Construction of Organelle‐Like Architecture by Dynamic DNA Assembly in Living Cells

• Published in: Angewandte Chemie International Edition Vol. 59; no. 46; pp. 20651 - 20658
• Main Authors: Guo, Xiaocui, Li, Feng, Liu, Chunxia, Zhu, Yi, Xiao, Nannan, Gu, Zi, Luo, Dan, Jiang, Jianhui, Yang, Dayong
• Format: Journal Article
• Language: English
• Published: Germany Wiley Subscription Services, Inc 09.11.2020
• Edition: International ed. in English
• Subjects: Alkynes - chemistry; Assembly; Cell adhesion & migration; Cell migration; Cells (biology); Construction; Cytoplasm; Cytosine; Cytoskeleton; Deoxyribonucleic acid; DNA; DNA - chemistry; DNA hydrogels; DNA nanotechnology; Humans; Hydrogels; i-motif DNA; Monomers; Nanoparticles; organelle-like structure; Oxides - chemistry; Phosphines - chemistry; self-assembly; Stability; Stereoisomerism; Tentacles; Topology; Transformations; DNA hydrogels; self-assembly; DNA nanotechnology; i-motif DNA; organelle-like structure
• ISSN: 1433-7851; 1521-3773
• DOI: 10.1002/anie.202009387

The design of controllable dynamic systems is vital for the construction of organelle‐like architectures in living cells, but has proven difficult due to the lack of control over defined topological transformation of self‐assembled structures.
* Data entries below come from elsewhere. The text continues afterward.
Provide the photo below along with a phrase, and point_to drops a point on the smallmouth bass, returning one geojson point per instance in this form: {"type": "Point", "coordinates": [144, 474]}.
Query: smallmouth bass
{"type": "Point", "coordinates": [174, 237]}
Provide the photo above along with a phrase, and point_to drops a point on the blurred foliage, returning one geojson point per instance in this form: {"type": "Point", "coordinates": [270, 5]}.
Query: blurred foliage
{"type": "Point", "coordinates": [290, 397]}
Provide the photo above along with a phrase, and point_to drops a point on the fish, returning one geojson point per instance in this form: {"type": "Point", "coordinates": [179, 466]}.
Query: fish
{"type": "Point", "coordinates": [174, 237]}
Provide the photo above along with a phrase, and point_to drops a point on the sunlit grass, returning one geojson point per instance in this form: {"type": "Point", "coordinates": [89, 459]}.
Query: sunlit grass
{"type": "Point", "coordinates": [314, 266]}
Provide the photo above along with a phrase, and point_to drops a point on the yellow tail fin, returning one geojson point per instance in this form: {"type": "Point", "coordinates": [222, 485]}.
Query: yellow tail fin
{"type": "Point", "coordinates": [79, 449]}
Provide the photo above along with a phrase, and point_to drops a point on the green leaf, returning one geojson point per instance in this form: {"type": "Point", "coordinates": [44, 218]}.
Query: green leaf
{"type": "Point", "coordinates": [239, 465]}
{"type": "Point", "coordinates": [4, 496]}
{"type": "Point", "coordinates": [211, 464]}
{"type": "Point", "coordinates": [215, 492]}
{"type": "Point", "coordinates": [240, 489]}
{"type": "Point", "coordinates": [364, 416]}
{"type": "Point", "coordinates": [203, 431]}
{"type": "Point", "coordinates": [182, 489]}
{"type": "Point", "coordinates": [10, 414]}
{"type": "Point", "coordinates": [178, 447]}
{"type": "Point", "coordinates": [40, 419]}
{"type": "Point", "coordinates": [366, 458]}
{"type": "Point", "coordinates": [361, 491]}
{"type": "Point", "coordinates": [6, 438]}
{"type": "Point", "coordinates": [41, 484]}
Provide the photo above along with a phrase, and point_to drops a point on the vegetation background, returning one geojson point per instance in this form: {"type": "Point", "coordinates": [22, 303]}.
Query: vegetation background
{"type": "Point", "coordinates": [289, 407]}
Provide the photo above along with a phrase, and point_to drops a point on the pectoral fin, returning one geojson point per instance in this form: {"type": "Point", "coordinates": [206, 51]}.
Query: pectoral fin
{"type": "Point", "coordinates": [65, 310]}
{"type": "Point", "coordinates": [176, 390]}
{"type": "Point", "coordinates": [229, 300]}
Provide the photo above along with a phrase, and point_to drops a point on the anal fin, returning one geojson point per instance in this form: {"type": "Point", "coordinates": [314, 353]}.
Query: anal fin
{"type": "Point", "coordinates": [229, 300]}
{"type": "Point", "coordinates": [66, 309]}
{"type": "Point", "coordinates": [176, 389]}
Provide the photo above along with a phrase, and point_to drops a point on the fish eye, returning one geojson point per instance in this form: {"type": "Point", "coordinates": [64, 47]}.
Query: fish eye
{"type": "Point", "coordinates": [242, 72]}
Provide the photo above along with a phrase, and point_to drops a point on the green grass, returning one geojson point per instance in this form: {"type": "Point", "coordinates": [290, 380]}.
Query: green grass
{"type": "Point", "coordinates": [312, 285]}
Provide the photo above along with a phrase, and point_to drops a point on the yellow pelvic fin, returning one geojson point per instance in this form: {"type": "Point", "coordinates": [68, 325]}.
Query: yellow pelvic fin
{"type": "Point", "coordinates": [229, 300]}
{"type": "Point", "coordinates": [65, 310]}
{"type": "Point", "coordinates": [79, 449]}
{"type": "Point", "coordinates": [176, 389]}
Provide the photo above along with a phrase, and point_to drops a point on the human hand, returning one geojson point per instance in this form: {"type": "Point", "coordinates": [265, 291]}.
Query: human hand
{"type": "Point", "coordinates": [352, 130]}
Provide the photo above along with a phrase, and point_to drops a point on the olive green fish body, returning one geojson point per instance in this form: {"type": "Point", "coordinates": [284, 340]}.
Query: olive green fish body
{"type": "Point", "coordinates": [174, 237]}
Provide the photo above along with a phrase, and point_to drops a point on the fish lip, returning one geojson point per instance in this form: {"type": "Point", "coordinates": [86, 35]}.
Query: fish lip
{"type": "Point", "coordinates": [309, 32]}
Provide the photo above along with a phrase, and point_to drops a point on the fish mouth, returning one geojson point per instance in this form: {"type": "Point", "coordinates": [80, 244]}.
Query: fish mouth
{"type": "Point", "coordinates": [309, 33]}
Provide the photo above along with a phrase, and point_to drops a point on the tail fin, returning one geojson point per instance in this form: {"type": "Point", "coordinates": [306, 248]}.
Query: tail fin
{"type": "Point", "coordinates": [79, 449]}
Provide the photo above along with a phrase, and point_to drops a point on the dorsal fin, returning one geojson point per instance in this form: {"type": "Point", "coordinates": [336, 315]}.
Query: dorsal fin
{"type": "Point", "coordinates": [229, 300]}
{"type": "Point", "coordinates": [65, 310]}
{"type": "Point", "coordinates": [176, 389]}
Herein, we report a DNA based dynamic assembly system that achieves lysosomal acidic microenvironment specifically inducing topological transformation from nanoparticles to organelle‐like hydrogel architecture in living cells. Designer DNA nanoparticles are constructed from double‐stranded DNA with cytosine‐rich stick ends (C‐monomer) and are internalized into cells through lysosomal pathway. The lysosomal acidic microenvironment can activate the assembly of DNA monomers, inducing transformation from nanoparticles to micro‐sized organelle‐like hydrogel which could further escape into cytoplasm. We show how the hydrogel regulates cellular behaviors: cytoskeleton is deformed, cell tentacles are significantly shortened, and cell migration is promoted. Design of controllable dynamic systems to construct organelle‐like architectures is an emerging paradigm for recreating cellular functions and interfering disease process. A dynamic DNA system that achieves lysosomal acidic microenvironment specifically inducing topological transformation from nanoparticles to organelle‐like hydrogel architecture in living cells is reported.